Though LG phones appear throughout the film, the South Korean electronics maker is producing only a limited number of “Iron Man” phones, specifically a $2,000 model plated with 18-karat gold. None will be for sale, but LG is giving the phone to publishers to use as prizes in magazine promotions and other sweepstakes. (A separate LG-backed promotion using text messaging and featured at some 5,000 independent retailers will have as its grand prize not the “Iron Man” phone, but LG kitchen appliances, a navigation system, a 42-inch LCD TV and a selection of LG phones already on the market.)

“The movie is exactly what LG is about, bettering humanity through technology,” said Ehtisham Rabbani, VP of product strategy and marketing for LG Mobile, whose favorite part of the movie is when Iron Man, cut off from society, uses his LG 9400 to save the day.

And maybe “Iron Man” will save the day for LG as well. LG, now five years in the U.S. market, wants to move its brand from a niche player to one with more mass appeal. It also would like to steal some of the thunder from the iPhone, which has dominated the handset conversation for more than a year, particularly among that small but important demographic, the young male influencer group.

“Those iPhone consumers have been up for grabs since the iPhone was launched,” Rabbani said.

‘A natural extension’

LG’s move into the Madison & Vine space didn’t come about through the usual channels. Rabbani said LG was showing off its line of Shine phones at the 2007 Consumer Electronics Show — the one which was hijacked by Steve Jobs with his announcement in San Francisco about the iPhone — when Russell Bobbitt, prop master for “Iron Man,” took a shine to the LG lineup. “Iron Man” was a story “with a natural extension of the brand,” said Rabbani, adding that he typically is skeptical of the value of movie product placements.

LG’s marketing push behind its “Iron Man” connection will include 30-second TV spots, as well 30- and 60-second versions of the same spots in cinemas, and print, online, out of home and retail. A Web site, www.insidethesuit.com, shows off LG phones as if seen from inside the Iron Man suit.
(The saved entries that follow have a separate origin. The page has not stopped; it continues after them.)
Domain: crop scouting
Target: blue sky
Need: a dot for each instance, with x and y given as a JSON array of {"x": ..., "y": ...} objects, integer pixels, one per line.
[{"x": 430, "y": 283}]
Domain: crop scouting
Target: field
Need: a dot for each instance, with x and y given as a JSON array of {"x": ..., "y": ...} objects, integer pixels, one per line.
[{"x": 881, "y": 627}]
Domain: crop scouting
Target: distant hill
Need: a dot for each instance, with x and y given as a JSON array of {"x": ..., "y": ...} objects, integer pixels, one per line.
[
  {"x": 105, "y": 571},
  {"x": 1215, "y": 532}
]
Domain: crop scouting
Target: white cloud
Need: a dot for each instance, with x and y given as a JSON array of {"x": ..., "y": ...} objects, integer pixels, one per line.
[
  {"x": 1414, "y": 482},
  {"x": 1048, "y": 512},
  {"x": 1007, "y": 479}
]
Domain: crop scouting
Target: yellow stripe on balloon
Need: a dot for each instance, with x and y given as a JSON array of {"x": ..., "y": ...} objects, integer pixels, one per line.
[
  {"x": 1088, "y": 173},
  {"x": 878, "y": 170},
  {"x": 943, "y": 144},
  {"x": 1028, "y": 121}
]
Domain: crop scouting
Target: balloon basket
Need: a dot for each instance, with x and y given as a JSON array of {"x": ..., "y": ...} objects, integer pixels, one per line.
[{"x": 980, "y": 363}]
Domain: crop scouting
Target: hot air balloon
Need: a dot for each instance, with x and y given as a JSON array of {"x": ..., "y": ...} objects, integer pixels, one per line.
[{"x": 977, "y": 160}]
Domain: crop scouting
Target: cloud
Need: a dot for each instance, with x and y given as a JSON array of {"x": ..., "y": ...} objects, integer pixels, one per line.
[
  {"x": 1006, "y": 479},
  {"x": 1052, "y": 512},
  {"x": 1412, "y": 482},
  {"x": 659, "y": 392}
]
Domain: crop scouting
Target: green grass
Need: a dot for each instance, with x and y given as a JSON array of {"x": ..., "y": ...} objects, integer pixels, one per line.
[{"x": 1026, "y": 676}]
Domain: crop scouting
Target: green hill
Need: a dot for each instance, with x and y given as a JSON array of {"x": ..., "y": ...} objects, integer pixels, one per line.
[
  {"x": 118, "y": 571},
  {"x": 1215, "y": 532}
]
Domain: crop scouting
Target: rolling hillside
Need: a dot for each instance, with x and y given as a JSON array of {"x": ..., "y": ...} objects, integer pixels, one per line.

Brand Buzz is the marketer’s ad agency. MindShare handles media buying. Spending behind the “Iron Man” push was not disclosed.

LG’s marketing push also is an example of how cellphone manufacturers, as a result of the iPhone’s success, have come to realize they can buck the conventional marketing system for handsets in the U.S. Device manufacturers traditionally turn much of their marketing dollars over to the carriers, which in turn use the money to both discount the phones to consumers and to market service offers. The system often is unsatisfactory to the phone manufacturers, which have found their devices discounted to $99 or less. The iPhone, in contrast, has maintained its high price point as Apple has controlled both the carrier’s and its own advertising for the product.

Alice Z. Cuneo is a reporter for Advertising Age, a sister publication for RCR Wireless News. Both publications are owned by Crain Communications Inc.